I always knew my parents had plenty of money when I was a kid, but they lived on much less and only spent for occasional fancy vacations. They could have bought a big ritzy house but instead they saved enough to cover both my sister's and my college educations with some left over and have single-handedly paid for a substantial number of projects at their small church and various other charities. As for the next generation, they've established accounts for each of my boys that should cover the cost of in-state tuition. They figure that beyond that needs to be paid by scholarships or my husband and I or loans or whatever. I'm grateful that this allows me not to worry about saving for college while living off of a teacher's salary.
My parents aren't the super-rich that you probably intended, but it's an example of a family that prioritized education and giving.
Posted by: Amy F | 10 October 2012 at 10:22 PM
That's a really nice story, Amy.
Posted by: Bearing | 11 October 2012 at 07:30 AM
It seems like a difficult hypothetical to answer, since I think the answer would vary based on many circumstances. The answer I can think of sounds far too general: I don't think that virtually unlimitted means would indicate a necessity (or desirability) of meeting any and all financial requests. It just means that "that would be the right thing to do, but we don't have enough money" would never be the answer. One would still evaluate any request for financial assistance based on the basic criteria of "Does this seem like the best thing for you to do?" and give advice accordingly.
To what extent one agree to finance things against one's advice would probably vary even more on an individual basis.
Posted by: DarwinCatholic | 11 October 2012 at 08:18 AM
Darwin, I think you are probably right that it doesn't change the game all that much, except it also removes the excuse "we can't afford to finance your time-wasting hijinks." if you don't want to fund something, and you actually do have the money, you are forced to say, "no, I don't want to support that."
Posted by: Bearing | 11 October 2012 at 11:11 AM
Oh, if I had the money, I'd totally pay for the fantabulous liberal arts education being offered here and there among the better Catholic colleges these days.

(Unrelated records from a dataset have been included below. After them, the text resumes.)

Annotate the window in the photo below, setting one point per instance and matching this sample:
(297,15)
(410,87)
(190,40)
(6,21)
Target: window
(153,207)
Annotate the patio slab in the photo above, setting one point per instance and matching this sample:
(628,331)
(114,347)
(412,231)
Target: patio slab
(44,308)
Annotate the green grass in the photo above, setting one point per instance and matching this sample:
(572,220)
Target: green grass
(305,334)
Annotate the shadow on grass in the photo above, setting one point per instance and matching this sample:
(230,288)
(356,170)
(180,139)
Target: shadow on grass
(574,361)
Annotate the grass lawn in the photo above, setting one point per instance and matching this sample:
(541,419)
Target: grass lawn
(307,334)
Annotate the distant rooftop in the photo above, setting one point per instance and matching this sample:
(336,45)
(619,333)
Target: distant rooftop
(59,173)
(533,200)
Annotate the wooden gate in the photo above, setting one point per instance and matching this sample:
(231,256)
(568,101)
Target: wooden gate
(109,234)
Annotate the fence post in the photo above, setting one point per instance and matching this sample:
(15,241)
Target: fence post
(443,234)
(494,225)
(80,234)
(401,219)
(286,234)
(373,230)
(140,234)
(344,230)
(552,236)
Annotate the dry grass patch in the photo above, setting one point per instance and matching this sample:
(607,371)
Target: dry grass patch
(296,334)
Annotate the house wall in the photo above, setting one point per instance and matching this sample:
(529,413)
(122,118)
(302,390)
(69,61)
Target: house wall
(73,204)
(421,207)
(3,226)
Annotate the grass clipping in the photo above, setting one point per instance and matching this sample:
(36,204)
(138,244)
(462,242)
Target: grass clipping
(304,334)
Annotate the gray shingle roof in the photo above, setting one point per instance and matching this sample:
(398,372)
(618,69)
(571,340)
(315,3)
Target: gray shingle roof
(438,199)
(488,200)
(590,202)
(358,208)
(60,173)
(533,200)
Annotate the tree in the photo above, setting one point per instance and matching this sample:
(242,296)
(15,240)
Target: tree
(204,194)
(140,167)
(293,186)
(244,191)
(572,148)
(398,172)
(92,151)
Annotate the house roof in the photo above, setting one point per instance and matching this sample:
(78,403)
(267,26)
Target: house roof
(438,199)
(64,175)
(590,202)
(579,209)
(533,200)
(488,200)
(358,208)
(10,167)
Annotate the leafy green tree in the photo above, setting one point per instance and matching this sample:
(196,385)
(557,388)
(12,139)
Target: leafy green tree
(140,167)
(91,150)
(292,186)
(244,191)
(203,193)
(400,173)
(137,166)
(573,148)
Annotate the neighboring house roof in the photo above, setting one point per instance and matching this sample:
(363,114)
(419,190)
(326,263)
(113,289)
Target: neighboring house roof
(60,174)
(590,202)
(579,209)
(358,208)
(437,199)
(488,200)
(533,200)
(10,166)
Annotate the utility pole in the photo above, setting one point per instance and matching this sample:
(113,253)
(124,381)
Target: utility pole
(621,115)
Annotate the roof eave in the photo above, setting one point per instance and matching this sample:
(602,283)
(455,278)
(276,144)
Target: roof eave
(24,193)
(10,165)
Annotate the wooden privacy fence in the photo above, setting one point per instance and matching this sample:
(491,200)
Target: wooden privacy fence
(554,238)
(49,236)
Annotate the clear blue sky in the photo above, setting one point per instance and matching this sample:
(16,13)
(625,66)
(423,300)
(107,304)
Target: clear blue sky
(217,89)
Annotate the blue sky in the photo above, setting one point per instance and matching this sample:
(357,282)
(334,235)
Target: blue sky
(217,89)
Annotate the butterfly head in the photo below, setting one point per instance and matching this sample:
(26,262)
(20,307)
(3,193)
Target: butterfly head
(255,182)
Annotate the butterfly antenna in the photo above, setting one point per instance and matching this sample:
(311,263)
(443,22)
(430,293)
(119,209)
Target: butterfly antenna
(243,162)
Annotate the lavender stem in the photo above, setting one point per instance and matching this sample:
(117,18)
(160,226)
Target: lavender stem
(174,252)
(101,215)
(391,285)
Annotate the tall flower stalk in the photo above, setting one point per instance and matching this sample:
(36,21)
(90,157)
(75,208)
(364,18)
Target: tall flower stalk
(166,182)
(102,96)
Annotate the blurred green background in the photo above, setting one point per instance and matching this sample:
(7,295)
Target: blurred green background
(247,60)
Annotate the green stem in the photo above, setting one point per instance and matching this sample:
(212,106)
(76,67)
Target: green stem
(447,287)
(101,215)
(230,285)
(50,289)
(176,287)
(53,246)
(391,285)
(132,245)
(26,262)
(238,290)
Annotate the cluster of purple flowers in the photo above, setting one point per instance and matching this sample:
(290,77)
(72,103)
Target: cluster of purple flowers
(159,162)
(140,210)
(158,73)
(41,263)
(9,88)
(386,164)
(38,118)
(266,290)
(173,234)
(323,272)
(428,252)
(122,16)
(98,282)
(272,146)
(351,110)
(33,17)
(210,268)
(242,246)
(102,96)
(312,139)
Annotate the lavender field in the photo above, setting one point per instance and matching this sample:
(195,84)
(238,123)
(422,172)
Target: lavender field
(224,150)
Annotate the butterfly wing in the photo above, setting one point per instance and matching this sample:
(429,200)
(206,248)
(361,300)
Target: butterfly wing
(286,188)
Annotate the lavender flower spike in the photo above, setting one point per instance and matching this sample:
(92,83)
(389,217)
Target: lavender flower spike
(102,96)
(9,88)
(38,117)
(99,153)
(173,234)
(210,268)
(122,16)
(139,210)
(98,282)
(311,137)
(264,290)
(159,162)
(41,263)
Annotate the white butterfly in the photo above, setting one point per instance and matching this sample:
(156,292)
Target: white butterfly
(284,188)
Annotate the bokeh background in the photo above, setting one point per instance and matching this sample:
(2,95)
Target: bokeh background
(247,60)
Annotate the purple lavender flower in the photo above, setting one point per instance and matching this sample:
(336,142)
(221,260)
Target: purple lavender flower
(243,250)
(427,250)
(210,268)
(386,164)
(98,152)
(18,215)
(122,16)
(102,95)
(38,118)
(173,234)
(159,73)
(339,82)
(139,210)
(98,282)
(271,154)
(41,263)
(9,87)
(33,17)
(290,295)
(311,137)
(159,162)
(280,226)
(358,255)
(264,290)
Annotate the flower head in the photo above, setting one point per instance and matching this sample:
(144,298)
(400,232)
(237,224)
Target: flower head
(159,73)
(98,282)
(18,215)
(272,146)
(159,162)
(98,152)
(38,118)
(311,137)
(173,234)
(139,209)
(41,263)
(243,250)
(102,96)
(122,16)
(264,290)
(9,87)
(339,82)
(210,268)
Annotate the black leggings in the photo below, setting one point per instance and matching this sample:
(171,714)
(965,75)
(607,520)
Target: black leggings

Pretty much, my rules would be: You have to be working at something -- volunteer, school, for pay, you choose -- acting like a responsible citizen, and not wasting my money. Do those, heck yeah, why did God (hypothetically) give me the means to educate you so well?
That said, I have a friend who had a wealthy peer go through grad school (sciences) with no assistantship. Everyone made fun of her behind her back, because failure to be awarded a GA position was regarded as a sign of intellectual inferiority.
So there are factors there you have to consider.